How is Adult Scoliosis Diagnosed?
A diagnosis of adult degenerative scoliosis involves:
- A detailed medical and family history of the patient
- Neurological examination with testing of reflexes to evaluate muscle weakness, sensitivity, and other signs of neurological injury
- Physical examination to evaluate movements at the spine and leg length measurements
Diagnostic imaging techniques such as X-rays, CT scans, MRI scans and myelography, may also be used to improve the accuracy of diagnosis.
What are the Treatment Options?
Most patients with adult scoliosis do not require surgery. Non-surgical treatment includes analgesics and anti-inflammatory medications, braces, spinal injections, and physical therapy. Simple lifestyle modifications such as improved nutrition, smoking cessation and regular exercise may also help in the management of scoliosis.

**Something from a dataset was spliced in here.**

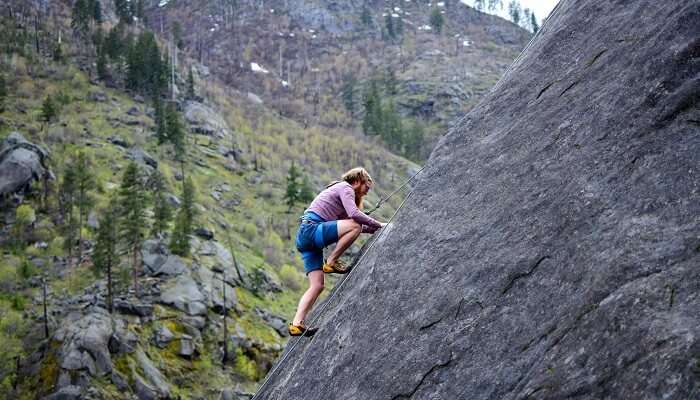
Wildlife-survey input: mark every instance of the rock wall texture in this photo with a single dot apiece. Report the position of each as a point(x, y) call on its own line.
point(551, 248)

Surgery is recommended for patients who fail to respond to non-surgical treatment or the curvature progresses and becomes greater than 45-degrees, or cardiopulmonary complications occur.

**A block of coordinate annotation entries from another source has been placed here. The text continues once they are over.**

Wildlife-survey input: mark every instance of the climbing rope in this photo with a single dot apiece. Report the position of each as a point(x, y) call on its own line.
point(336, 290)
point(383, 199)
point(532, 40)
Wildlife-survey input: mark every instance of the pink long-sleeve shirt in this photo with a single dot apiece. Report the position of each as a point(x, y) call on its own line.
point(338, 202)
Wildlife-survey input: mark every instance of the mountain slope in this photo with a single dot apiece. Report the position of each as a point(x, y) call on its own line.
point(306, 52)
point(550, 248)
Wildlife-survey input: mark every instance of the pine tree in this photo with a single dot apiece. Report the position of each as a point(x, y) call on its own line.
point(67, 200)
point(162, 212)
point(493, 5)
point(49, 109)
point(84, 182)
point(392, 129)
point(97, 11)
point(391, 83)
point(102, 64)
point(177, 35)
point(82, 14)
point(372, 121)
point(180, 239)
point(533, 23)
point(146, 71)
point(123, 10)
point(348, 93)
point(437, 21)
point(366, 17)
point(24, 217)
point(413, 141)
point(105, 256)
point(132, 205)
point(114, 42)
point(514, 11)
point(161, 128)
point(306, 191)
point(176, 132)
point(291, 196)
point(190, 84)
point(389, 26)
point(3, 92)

The surgery repairs the abnormal curvature of the spine and stops the curve from getting worse. The surgery utilizes rods, bars, wires, screws, and other types of medically designed hardware to straighten the spine. These are fixed to the vertebrae involved in the curve and the correction is performed. Removal of the intervertebral disc (discectomy) and fusion of the involved vertebrae may also be performed during the surgery. Fusion fuses the involved vertebrae permanently into a single solid bone by placing bone grafts or bone graft substitutes in between the affected vertebrae.

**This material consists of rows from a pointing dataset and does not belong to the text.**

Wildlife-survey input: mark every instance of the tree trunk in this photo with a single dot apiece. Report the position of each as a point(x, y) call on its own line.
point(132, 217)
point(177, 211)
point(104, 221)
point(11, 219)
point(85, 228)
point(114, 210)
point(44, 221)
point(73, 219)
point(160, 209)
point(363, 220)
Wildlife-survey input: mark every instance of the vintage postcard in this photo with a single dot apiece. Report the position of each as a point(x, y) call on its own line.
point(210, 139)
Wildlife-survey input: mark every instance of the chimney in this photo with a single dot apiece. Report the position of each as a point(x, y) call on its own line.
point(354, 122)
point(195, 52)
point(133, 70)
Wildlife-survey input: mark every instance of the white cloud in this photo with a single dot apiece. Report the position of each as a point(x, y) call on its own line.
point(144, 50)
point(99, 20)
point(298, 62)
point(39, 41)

There are different surgical approaches to repair the spinal deformity. The choice of the approach depends on the type of scoliosis, location of the curvature of the spine, ease of approach to the area of the curve and the preference of the surgeon. Adult Scoliosis correction surgery is relatively safe and usually provides excellent results
What are the Associated Risks and Complications?
Possible complications after scoliosis repair surgery may include:
- Nerve damage causing muscle weakness
- Respiratory or lung problems causing difficulty in breathing
- Spine infection
- Failure of the bone to join together
- Blood loss requiring transfusion
- Blockage of the intestine may occur
- Gallstones may occur
- Movement of the metal hooks placed in the spine
- Pseudarthrosis, a painful condition occurring as a result of non-healing of the bone effusion, and a false joint grows at the site
- Blood clot formation in the legs, a rare but dangerous condition if the clots dislodge and travel up to the lungs. (pulmonary embolism)
- Pain at the bone graft site
Physical therapy is advised after surgery to evaluate posture, muscle strength, and flexibility and design an exercise program suitable for the patient that helps to control pain and improve the disability.